2 yıl öncesine kadar hayatımın büyük bir bölümü şikayet, geri kalanı da isyan etmekle geçmiştir😊 Henüz 6-7 yaşlarındayken ilk hayalkırıklıklarımdan birini mahalle maçlarında abiler beni zorla kaleci yapmak istekleri zaman yaşamıştım. O zamanlar benim için dünyanın en önemli sorunuydu bu ve kimse beni anlamak istemiyor diye herkese çok kızıyordum.
.
Sonradan geçen yıllar ve değişen ihtiyaçlarla beraber aynı duygular format değiştirerek varlığını korudu. Kimi yaşlarımda okulda aldığım notlar ve sınavlar dünyanın en büyük sorunuyken başka zamanlarda sevgi(li) problemleri, arkadaş/aile kavgaları, ‘ne olacak bu memleketin hali’ kaygıları beni aynı kötümser duyguların içine zaman zaman soktu.
.
Artık 37 yaşındayım. 35 senede gelemediğim ve belki de 2 sene önce kaza geçirmesem bir 35 sene daha gelemeyeceğim bir noktadayım. Yarı aksak bacaklarım ve düzelmeyen sinir hasarıma rağmen, ayaklarımın üzerinde sapasağlam duruyorum ve hiç olmadığım kadar güçlü hissediyorum. Çocukluğumun ilk hayalkırıklıklarından beri yaşamış olduğum acı/tatlı her bir tecrübe ve hayatıma iyi/kötü anlamda girmiş olan her bir kişi için ‘İyi ki’ ile başlayan cümleler kuruyorum ve pişmanlıkları hayatımdan uzaklaştırıyorum.
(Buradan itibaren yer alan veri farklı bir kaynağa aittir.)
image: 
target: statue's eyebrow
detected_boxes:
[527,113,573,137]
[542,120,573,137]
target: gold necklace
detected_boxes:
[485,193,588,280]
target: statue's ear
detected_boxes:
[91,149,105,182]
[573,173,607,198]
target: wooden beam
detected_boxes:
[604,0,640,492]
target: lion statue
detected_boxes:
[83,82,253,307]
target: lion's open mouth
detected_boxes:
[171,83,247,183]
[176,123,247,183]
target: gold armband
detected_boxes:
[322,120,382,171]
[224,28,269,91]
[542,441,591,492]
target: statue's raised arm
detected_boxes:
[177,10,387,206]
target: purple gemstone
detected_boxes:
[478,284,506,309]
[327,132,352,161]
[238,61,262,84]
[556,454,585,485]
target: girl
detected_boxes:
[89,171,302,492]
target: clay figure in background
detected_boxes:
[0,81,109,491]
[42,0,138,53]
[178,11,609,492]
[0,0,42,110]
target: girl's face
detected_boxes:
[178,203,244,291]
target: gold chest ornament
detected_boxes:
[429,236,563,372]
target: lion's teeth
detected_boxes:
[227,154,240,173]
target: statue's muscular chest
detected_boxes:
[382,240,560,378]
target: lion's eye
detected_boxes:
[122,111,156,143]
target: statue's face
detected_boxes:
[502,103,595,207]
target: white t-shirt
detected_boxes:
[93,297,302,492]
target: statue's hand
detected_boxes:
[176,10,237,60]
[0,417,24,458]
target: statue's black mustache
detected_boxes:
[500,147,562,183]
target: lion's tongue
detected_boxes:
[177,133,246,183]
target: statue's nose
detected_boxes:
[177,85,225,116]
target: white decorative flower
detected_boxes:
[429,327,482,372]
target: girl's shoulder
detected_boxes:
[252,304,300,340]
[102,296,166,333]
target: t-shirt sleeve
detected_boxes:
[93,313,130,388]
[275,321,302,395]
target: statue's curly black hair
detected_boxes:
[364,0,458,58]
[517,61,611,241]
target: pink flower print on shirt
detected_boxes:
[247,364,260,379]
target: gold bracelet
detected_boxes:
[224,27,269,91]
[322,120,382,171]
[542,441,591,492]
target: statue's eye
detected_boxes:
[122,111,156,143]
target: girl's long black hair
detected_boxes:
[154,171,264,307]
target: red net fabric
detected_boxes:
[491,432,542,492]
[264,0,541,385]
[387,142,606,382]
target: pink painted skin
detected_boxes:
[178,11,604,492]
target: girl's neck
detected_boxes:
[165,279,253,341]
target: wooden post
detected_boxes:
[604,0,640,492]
Beklentilerden uzak olmak, kendi öz benliğime dönerek potansiyelime odaklanmak ve her şeyi olduğu gibi kabul etmek herhalde şu anki ruh halimi yaratan en önemli unsurlar.
.
Diğer bir deyişle artık hayatıma bir anlam vermeye çalışmayı bıraktım. Sizin için hayatın anlamı haline getirdiğiniz şeyleri düşünün, ulaşamamak bir hayalkırıklığı yaratıyorsa ulaştıktan sonra kaybetmek hayalkırıklıklarını katbekat artırıyor. Yapabileceğimiz tek şey var diyor Albert Camus Absürdizm adlı felsefe akımında: ‘Hayatımıza anlam veren şeyleri aramayı bırakarak zihniyetimizden asaleti eksik etmemek ve itina ile anı yaşamaya odaklanmak’…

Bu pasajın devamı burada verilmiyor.